Jansyerik Maratkhan

Personal information
- Full name: Jansyerik Maratkhan Жансерик Маратхан
- Date of birth: 4 April 1999 (age 27)
- Place of birth: Bayan-Ölgii Province, Mongolia
- Height: 1.74 m (5 ft 9 in)
- Positions: Midfielder; forward;

Team information
- Current team: SP Falcons
- Number: 9

Youth career
- 2008–2018: Deren

Senior career*
- Years: Team / Apps / (Gls)
- 2008–2019: Deren
- 2020–: SP Falcons

International career^{‡}
- 2018–: Mongolia / 13 / (2)

= Jansyerik Maratkhan =

Mongolian footballer

Jansyerik Maratkhan (Жансерик Маратхан; born 4 April 1999) is a Mongolian footballer who plays as an attacking midfielder for Mongolian Premier League club SP Falcons and the Mongolian national team.

==Club career==
Jansyerik played for Deren FC from 2008 to 2019. Prior the 2020 Mongolian National Premier League season, he joined SP Falcons. He made his debut for the club in the opening match of the season, a 1–0 victory over his former club, Deren.

==International career==
On 8 November 2017 Jansyerik scored a hattrick against Singapore in a 4–2 victory in 2018 AFC U-19 Championship qualification. He made his senior international debut on 2 September 2018 in a 2019 EAFF E-1 Football Championship match against Macau.

===International goals===
Score and result list Mongolia's goal tally first.

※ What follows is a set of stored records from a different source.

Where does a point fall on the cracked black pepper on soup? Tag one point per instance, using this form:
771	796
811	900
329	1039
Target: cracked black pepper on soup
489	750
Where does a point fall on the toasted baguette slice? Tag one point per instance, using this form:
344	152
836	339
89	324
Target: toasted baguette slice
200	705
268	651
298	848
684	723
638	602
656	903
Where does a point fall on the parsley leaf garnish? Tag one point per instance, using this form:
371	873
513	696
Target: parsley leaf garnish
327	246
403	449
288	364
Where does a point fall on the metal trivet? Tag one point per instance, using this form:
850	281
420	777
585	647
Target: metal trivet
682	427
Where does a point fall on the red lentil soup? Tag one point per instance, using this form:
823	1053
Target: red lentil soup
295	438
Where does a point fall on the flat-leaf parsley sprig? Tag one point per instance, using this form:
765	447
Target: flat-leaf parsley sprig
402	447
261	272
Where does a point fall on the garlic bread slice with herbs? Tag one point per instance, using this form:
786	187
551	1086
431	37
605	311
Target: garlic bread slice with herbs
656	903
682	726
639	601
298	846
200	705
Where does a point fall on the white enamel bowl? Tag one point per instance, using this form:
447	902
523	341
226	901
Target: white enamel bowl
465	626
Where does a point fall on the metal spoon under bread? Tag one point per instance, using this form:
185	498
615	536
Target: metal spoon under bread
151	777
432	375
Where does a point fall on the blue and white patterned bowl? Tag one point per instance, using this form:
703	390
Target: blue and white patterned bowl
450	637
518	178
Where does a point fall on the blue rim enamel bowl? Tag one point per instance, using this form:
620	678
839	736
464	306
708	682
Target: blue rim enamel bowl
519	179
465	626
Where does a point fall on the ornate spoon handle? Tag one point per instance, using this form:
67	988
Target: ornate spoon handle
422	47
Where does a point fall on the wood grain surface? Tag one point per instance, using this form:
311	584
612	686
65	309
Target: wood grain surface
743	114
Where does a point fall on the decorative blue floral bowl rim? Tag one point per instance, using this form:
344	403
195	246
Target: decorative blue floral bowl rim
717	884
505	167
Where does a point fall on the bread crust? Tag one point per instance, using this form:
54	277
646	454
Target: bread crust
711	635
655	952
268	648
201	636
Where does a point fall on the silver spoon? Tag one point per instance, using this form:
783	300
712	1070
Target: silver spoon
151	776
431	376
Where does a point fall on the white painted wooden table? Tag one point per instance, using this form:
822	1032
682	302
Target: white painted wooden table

| # | Date | Venue | Opponent | Score | Result | Competition |
| 1 | 4 September 2018 | MFF Football Centre, Ulaanbaatar, Mongolia | Northern Mariana Islands | 8–0 | 9–0 | 2019 EAFF E-1 Football Championship |
| 2 | 16 October 2018 | New Laos National Stadium, Vientiane, Laos | Laos | 4–1 | 4–1 | Friendly |
Last updated 18 November 2018

===International career statistics===

Mongolia national team
| Year | Apps | Goals |
| 2018 | 7 | 2 |
| Total | 7 | 2 |

==Personal life==
Jansyerik was born in Bayan-Ölgii Province. He is an Muslims from ethnic Kazakh.